Ma queste brevi opere vengono da una tradizione lontanissima e ricordano l’apoftegma, parola difficile e ormai rara, che potrebbe essere tradotta con sentenza, detto breve e memorabile, portatore di qualche verità espressa però con grande arguzia. Inizialmente presso i greci dell’epoca arcaica venivano tramandati oralmente, come quei fatti locali indimenticabili che si raccontano nei bar di provincia, ma poi i greci hanno cominciato a raccoglierli in forma scritta e sono venuti fuori le sentenze dei sette savi – addirittura l’origine della filosofia – oppure, più tardi, gli apoftegmi di Isocrate o i Moralia di Plutarco. Poi però l’antica sentenziosità oracolare è via via decaduta, come tutto, e la serietà di questi brevi detti si è trasformata, soprattutto in Italia, in aneddoto comico, in motto di spirito – come si può vedere nella novellistica da Boccaccio in avanti – o nella facezia spassosa, come nei Detti e facezie del Piovano Arlotto. E siamo già nel serissimo periodo detto dell’Umanesimo, in cui anche gli autorevolissimi Leon Battista Alberti e Leonardo da Vinci si dilettavano con favole e apologhi ormai liberati di qualsiasi finalità didattica.

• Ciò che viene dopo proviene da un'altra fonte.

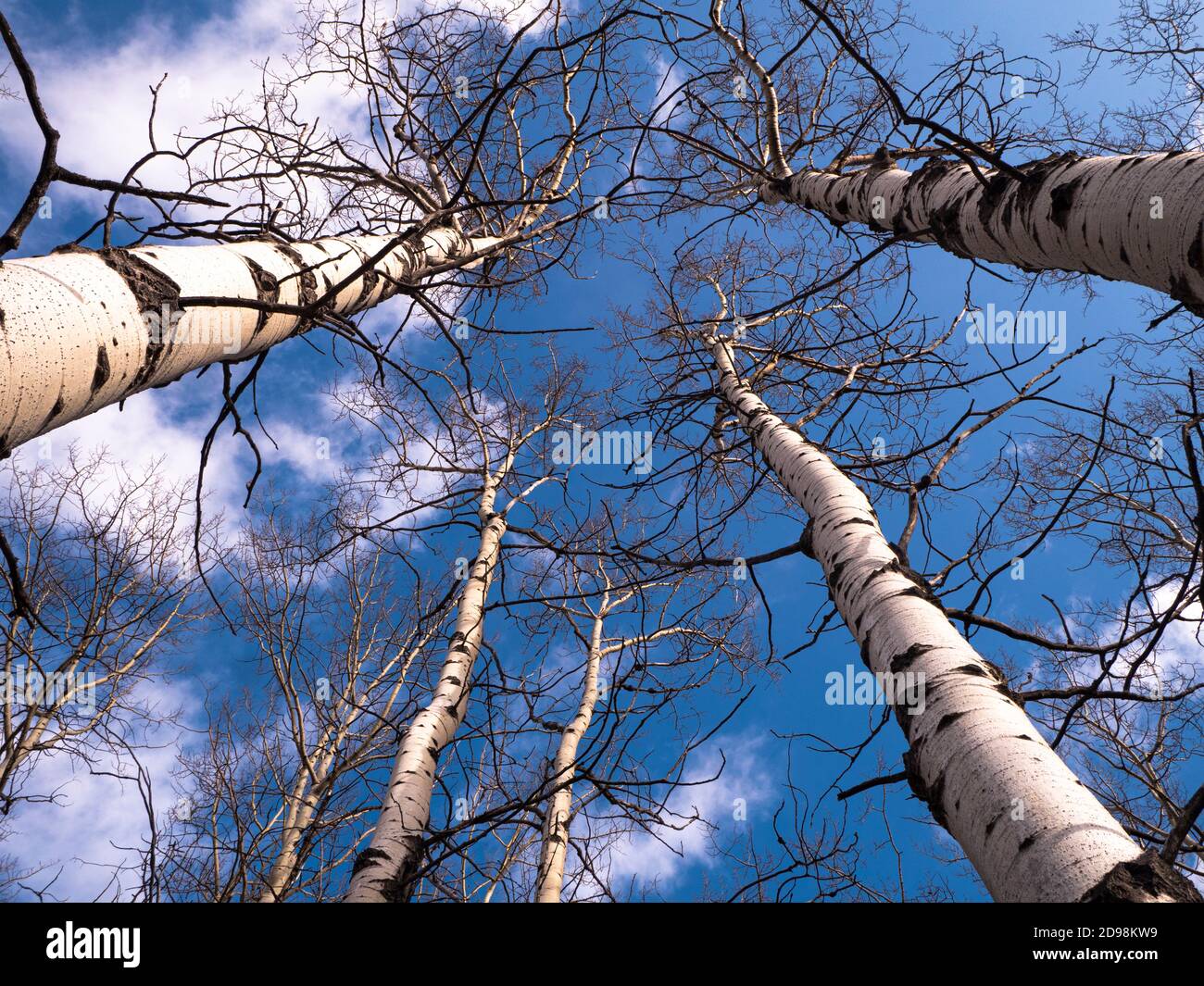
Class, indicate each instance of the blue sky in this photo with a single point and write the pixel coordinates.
(103, 46)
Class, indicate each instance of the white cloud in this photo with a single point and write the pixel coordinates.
(649, 860)
(97, 822)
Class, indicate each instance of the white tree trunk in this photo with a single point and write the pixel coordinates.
(554, 849)
(1031, 829)
(383, 870)
(83, 329)
(1136, 218)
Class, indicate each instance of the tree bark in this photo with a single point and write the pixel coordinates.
(554, 849)
(1136, 218)
(383, 873)
(1027, 824)
(83, 329)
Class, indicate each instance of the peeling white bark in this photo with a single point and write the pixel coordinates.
(1031, 829)
(77, 328)
(554, 849)
(383, 870)
(1136, 218)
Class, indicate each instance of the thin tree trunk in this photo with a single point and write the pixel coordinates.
(383, 872)
(83, 329)
(1031, 829)
(554, 849)
(1136, 218)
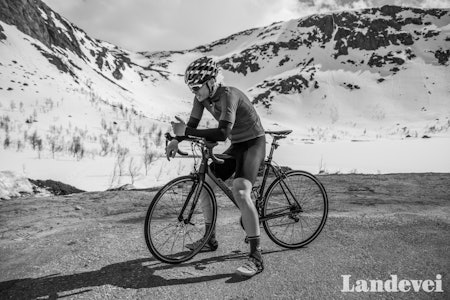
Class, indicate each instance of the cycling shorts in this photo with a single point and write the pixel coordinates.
(246, 159)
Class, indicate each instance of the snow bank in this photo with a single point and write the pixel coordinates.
(13, 185)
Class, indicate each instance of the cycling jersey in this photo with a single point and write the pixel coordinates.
(231, 105)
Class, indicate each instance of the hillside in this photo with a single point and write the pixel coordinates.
(75, 103)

Ma il più prossimo progenitore di Learco Pignagnoli ci sembra essere nientemeno che Filippo Ottonieri, stravagante filosofo sotto le cui mentite spoglie Giacomo Leopardi tracciò un ritratto ironico di sé stesso nei Detti memorabili di Filippo Ottonieri, nelle Operette Morali. Il suddetto Ottonieri fu infatti odiato dai suoi concittadini “perché parve prendere poco piacere di molte cose che sogliono essere amate e cercate assai dalla maggior parte degli uomini”. Ed ecco che i fulminei aforismi, i rutilanti aneddoti di Learco – sotto le cui mentite spoglie si cela il Benati come il Leopardi sotto quelle di Filippo – sono una gnomica che fa saltare tutti i luoghi consensuali della nostra civiltà contemporanea, che attraverso la risata ribaltano la vana egolatria della società attuale. Sono, come le Galline pensierose di un altro emiliano, Luigi Malerba, degli apologhi zen che qualora fossimo disposti al gioco ci condurrebbero in un punto di vertigine metafisica: Opera n. 63, “È finito male e sai perché? Perché credeva di essere sé stesso”. Se fossimo tutti un poco più pignagnolesi, o pignagnoliani – non saprei come dire – insomma se smettessimo di voler primeggiare, la civiltà sarebbe sicuramente un posto più vivibile.